I remember the next day sitting alone in my room crying. I felt so overwhelmed with love. At that moment sitting in my room, I literally felt the arms of my Savior wrapped around me. I felt like so many worldly things were being thrown at me, yet I couldn’t feel any of them. It was when I felt lost in the world, that I was able to find myself in Christ. I’ve come to realize the importance and power of having a foundation of faith in the Savior. He was my continuous rock and anchor- because of my faith in Him, I couldn’t sink.
Sometimes it’s hard for us to find the beauty in heartbreak when we’re experiencing hard things. We feel like everything’s going wrong and that we’re so alone. Sometimes we feel helplessness because we’re so caught up in everything happening that we aren’t able to see the Lord’s hand in the process. In my situation, it took me hitting a low point to allow myself to see Him. When I did, He was everywhere.

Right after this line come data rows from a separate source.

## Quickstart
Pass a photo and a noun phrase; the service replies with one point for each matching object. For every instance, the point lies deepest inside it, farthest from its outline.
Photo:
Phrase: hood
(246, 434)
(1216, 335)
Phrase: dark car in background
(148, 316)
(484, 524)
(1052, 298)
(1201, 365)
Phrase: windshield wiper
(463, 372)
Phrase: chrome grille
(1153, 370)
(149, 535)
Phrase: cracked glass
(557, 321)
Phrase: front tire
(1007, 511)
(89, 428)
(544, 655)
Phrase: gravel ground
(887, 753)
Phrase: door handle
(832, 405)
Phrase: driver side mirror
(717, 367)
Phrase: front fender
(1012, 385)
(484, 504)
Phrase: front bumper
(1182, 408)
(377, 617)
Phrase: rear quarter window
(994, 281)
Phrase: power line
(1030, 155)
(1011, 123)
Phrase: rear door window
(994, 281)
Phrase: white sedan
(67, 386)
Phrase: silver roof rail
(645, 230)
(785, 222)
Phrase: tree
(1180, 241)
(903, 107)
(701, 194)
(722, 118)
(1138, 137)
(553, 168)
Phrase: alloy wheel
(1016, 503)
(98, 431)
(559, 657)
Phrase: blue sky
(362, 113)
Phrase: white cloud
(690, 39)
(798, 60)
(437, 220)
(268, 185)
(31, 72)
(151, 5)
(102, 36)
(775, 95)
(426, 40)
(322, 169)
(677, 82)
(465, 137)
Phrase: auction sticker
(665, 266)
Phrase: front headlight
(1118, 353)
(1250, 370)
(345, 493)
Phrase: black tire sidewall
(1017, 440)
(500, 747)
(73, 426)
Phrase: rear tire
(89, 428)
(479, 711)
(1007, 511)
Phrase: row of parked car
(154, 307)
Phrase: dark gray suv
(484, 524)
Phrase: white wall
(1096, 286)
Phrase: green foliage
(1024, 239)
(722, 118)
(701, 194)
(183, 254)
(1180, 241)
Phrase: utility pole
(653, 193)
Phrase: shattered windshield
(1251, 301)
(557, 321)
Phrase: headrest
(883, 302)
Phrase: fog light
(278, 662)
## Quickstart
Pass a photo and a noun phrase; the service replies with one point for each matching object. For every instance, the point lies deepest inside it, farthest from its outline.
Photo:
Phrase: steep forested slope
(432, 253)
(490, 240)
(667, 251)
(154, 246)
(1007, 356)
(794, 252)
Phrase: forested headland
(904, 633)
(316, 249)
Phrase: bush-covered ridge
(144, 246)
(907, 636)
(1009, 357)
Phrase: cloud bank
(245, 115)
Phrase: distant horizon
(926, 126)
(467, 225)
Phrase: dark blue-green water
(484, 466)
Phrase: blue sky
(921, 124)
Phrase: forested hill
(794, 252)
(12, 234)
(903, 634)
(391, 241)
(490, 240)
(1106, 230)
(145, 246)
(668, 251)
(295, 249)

I don’t even think I could count all of the tender mercies I received because of my faith in Him. The next few weeks I honestly did better than I ever imagined I could. I moved on with schooling, work, etc. and I was able to find peace. But I know that none of that was because of me. Obviously, it was still hard, but Christ was lifting me up. Without Him, I wouldn’t have had the strength to endure. Through this experience, the Atonement of Christ became so real to me. He was mending my broken heart and carrying me when I couldn’t walk. I’m so grateful for my Savior.